Thread: pg_service.conf file with iso-8859-1 parameters

pg_service.conf file with iso-8859-1 parameters

From
Magnus Hagander
Date:
Right now, pg_service.conf returns "syntax error" if it encounters a parameter it doesn't know about.

This seems user-unfriendly, both in the error message (because it really isn't a syntax error) and in the behaviour itself (because it doesn't work when sometimes it should).

For example, if I have a service file with gssencmode=disable set, that service file cannot be used by a psql client linked against libpq from version 10. Even if the behavior would be identical (since v10 doesn't have gssencmode).

Is there a particular reason we (1) refuse unknown parameters in the file, and (2) call it a "syntax error"?

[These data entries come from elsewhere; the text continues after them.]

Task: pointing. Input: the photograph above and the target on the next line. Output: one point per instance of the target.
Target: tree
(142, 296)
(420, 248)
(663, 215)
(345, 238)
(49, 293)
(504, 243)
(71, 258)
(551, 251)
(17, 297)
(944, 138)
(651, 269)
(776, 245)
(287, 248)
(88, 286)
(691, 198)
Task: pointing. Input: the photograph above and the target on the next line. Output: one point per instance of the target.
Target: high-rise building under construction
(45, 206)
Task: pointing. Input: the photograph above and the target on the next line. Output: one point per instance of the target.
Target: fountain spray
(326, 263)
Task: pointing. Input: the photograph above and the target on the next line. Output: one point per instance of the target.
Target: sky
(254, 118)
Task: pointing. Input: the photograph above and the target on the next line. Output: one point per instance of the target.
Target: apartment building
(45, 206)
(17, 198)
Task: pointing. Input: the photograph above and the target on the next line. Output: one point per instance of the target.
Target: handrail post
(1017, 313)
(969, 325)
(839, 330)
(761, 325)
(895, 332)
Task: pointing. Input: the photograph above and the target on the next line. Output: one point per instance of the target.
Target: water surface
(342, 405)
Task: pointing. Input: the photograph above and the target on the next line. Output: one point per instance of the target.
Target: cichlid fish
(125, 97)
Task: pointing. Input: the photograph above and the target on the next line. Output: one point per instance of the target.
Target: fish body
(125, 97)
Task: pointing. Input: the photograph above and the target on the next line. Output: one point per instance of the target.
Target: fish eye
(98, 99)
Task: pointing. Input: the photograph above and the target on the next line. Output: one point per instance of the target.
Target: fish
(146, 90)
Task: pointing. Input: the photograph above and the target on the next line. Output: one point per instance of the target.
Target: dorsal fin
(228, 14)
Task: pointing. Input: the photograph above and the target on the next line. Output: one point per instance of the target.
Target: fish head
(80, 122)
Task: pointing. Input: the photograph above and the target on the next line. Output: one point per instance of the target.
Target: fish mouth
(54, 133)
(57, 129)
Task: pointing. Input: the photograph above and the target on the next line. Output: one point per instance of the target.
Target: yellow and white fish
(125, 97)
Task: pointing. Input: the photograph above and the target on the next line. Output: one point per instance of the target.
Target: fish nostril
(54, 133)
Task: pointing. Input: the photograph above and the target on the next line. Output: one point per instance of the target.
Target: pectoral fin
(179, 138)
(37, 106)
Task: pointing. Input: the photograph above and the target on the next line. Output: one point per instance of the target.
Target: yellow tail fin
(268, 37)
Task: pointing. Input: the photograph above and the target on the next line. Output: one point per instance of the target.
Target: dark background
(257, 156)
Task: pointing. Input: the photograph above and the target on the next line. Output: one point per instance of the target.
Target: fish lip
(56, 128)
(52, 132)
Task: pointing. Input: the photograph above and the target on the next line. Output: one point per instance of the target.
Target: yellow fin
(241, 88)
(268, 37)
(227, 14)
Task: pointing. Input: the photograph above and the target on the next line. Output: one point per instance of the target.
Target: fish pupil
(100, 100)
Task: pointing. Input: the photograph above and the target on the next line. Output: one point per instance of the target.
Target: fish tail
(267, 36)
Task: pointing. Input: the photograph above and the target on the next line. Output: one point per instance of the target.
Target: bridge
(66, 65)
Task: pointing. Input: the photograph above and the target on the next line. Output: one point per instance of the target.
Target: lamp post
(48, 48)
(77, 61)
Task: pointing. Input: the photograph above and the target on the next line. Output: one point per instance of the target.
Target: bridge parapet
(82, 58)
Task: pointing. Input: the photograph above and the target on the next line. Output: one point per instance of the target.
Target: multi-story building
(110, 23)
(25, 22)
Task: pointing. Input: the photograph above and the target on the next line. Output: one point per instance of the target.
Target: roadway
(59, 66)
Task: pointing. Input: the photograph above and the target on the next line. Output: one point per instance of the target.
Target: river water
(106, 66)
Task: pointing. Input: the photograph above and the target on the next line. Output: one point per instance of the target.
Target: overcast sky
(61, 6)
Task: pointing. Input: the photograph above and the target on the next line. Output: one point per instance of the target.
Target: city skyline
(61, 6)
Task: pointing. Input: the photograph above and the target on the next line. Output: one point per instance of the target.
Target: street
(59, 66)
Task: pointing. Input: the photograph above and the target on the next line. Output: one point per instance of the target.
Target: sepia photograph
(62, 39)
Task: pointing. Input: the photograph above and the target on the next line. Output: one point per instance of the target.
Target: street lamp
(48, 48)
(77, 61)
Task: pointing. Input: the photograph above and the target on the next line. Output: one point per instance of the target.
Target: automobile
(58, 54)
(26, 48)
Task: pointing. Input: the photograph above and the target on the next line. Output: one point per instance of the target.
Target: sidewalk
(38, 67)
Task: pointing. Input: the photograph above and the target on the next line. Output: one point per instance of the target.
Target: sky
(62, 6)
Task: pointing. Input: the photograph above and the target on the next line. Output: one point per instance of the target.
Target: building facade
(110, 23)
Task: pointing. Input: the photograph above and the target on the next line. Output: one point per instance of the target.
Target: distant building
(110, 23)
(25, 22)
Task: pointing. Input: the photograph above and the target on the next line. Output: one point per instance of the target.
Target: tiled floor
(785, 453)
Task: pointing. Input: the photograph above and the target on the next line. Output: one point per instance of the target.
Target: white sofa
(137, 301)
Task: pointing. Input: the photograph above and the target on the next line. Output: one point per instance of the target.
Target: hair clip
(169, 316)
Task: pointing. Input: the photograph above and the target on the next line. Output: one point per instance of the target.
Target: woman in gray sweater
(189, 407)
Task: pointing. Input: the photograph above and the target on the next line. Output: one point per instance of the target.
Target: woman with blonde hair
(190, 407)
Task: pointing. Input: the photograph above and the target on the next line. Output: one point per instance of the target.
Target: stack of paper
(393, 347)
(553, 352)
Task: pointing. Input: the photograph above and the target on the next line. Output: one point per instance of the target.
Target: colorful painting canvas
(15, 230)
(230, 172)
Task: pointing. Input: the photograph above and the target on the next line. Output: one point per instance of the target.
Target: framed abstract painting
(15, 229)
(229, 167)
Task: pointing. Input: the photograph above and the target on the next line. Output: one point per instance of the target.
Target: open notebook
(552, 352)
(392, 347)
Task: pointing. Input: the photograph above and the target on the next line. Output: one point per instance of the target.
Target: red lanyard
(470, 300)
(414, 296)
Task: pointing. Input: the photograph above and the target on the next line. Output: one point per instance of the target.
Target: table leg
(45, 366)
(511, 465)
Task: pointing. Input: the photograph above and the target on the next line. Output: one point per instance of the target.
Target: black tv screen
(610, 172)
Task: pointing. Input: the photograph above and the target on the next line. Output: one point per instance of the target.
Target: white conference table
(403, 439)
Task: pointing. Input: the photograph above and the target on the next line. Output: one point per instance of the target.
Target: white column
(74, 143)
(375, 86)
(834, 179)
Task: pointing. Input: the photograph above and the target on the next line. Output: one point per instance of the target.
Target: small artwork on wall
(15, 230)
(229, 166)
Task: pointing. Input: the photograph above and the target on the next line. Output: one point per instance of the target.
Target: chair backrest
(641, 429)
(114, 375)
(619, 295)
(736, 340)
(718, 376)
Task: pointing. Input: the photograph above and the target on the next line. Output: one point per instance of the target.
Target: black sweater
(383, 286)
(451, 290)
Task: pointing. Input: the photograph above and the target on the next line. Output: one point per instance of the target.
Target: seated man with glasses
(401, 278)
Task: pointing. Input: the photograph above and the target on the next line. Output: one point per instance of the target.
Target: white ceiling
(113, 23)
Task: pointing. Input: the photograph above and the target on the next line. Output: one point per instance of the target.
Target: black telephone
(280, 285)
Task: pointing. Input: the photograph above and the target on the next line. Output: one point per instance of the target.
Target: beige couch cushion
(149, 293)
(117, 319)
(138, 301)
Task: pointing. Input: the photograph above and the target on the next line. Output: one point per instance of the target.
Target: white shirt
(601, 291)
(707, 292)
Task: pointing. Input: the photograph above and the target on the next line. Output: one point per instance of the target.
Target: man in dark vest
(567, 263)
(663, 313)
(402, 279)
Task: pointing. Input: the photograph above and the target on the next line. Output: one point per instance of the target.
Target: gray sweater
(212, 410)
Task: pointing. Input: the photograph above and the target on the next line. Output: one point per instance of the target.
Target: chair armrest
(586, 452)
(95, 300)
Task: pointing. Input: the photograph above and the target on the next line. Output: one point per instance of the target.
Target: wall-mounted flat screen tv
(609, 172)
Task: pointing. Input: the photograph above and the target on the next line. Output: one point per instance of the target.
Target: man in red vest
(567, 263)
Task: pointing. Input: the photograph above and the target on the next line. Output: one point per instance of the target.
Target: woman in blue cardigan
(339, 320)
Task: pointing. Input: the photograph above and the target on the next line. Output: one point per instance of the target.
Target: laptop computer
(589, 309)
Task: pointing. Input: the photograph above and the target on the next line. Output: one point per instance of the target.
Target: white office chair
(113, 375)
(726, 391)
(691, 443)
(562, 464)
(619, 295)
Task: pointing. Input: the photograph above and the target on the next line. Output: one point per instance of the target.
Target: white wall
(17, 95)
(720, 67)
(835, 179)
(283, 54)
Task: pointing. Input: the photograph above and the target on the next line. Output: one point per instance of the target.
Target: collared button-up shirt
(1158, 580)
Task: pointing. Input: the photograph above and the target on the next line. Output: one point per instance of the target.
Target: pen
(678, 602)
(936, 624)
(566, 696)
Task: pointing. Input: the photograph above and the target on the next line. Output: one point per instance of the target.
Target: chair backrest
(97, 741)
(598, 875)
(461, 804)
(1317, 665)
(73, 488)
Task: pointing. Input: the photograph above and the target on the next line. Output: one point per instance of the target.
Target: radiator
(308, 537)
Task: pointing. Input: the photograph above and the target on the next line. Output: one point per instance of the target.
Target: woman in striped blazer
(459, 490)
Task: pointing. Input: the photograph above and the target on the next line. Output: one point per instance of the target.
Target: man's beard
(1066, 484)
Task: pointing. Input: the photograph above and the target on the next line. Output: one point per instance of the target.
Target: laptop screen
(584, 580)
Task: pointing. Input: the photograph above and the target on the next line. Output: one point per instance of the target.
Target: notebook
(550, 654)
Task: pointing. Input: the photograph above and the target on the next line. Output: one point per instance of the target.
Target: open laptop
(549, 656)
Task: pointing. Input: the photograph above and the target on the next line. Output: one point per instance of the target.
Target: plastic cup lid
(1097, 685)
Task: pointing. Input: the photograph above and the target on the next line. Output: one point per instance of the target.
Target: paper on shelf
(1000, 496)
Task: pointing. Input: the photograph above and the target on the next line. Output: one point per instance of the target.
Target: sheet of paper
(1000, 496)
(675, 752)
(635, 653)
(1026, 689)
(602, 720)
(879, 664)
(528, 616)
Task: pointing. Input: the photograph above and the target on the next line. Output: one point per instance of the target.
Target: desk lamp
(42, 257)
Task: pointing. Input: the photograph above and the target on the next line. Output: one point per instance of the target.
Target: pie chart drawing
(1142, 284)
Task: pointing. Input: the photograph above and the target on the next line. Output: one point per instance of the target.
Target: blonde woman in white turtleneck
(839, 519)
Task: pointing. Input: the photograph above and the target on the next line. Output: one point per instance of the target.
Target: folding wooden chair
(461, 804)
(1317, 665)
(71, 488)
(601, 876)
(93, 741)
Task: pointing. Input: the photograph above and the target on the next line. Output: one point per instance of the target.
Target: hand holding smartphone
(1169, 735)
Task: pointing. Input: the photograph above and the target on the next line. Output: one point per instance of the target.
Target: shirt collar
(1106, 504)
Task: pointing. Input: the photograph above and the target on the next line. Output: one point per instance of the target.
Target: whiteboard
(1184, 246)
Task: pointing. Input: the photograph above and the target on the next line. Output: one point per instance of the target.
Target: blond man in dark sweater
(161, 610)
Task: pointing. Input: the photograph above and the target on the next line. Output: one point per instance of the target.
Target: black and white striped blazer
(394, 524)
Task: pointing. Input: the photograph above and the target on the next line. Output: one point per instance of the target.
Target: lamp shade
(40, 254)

The documentation just says it's "INI format" file -- though in my experience most other INI file parsers just ignore extra parameters included..

//Magnus

Re: pg_service.conf file with iso-8859-1 parameters

From
Bruce Momjian
Date:
On Fri, Sep 11, 2020 at 02:39:51PM +0200, Magnus Hagander wrote:
> Right now, pg_service.conf returns "syntax error" if it encounters a parameter
> it doesn't know about.
> 
> This seems user-unfriendly, both in the error message (because it really isn't
> a syntax error) and in the behaviour itself (because it doesn't work when
> sometimes it should).
> 
> For example, if I have a service file with gssencmode=disable set, that service
> file cannot be used by a psql client linked against libpq from version 10. Even
> if the behavior would be identical (since v10 doesn't have gssencmode).
> 
> Is there a particular reason we (1) refuse unknown parameters in the file, and
> (2) call it a "syntax error"?
> 
> The documentation just says it's "INI format" file -- though in my experience
> most other INI file parsers just ignore extra parameters included..

My guess is that because the file can contain passwords, we want to
report as little as possible on error.

-- 
  Bruce Momjian  <bruce@momjian.us>        https://momjian.us
  EnterpriseDB                             https://enterprisedb.com

  The usefulness of a cup is in its emptiness, Bruce Lee




Re: pg_service.conf file with iso-8859-1 parameters

From
Daniel Gustafsson
Date:
> On 11 Sep 2020, at 14:39, Magnus Hagander <magnus@hagander.net> wrote:

> For example, if I have a service file with gssencmode=disable set, that service file cannot be used by a psql client
linkedagainst libpq from version 10. Even if the behavior would be identical (since v10 doesn't have gssencmode). 
>
> Is there a particular reason we (1) refuse unknown parameters in the file,

The above case is a good example when silently ignoring would be beneficial.
We would however run the risk that someone has this in their service which is
silently ignored and fails to notice:

  ssl_mim_protocol_version=TLSv1.3

Not sure if that's worth the risk?  Halting on unknown parameters is also
consistent with postgresql.conf parsing etc (which isn't a clientside file I
know, but still relevant IMO).

> and (2) call it a "syntax error"?

That I agree with isn't entirely correct, the syntax is correct but the
parameter is unknown. Something along the following seems more correct:

  -  libpq_gettext("syntax error in service file \"%s\", line %d\n"),
  +  libpq_gettext("unknown parameter in service file \"%s\", line %d\n"),

> The documentation just says it's "INI format" file -- though in my experience most other INI file parsers just ignore
extraparameters included.. 

I don't think the INI file format is formally defined anywhere, but I do
believe it's considered to be strictly key-values (Wikipedia [0] agrees with
that).  Since we allow ldap configurations like the one below, it's technically
not INI format though:

  [service=mydb]
  ldap://127.0.0.1:10000/foo?bar?lorem?ipsum

That might be borderline hairsplitting, but perhaps calling it INI format in
the docs isn't really helping?  Maybe we should reword that to say key/value or
something similar?

And this brings up an even more interesting case, the above will yield a syntax
error if libpq wasn't compiled with LDAP support, as opposed to other
parameters (like SSL* etc) which are ignored for builds not supporting them.
Is there a reason to treat ldap differently?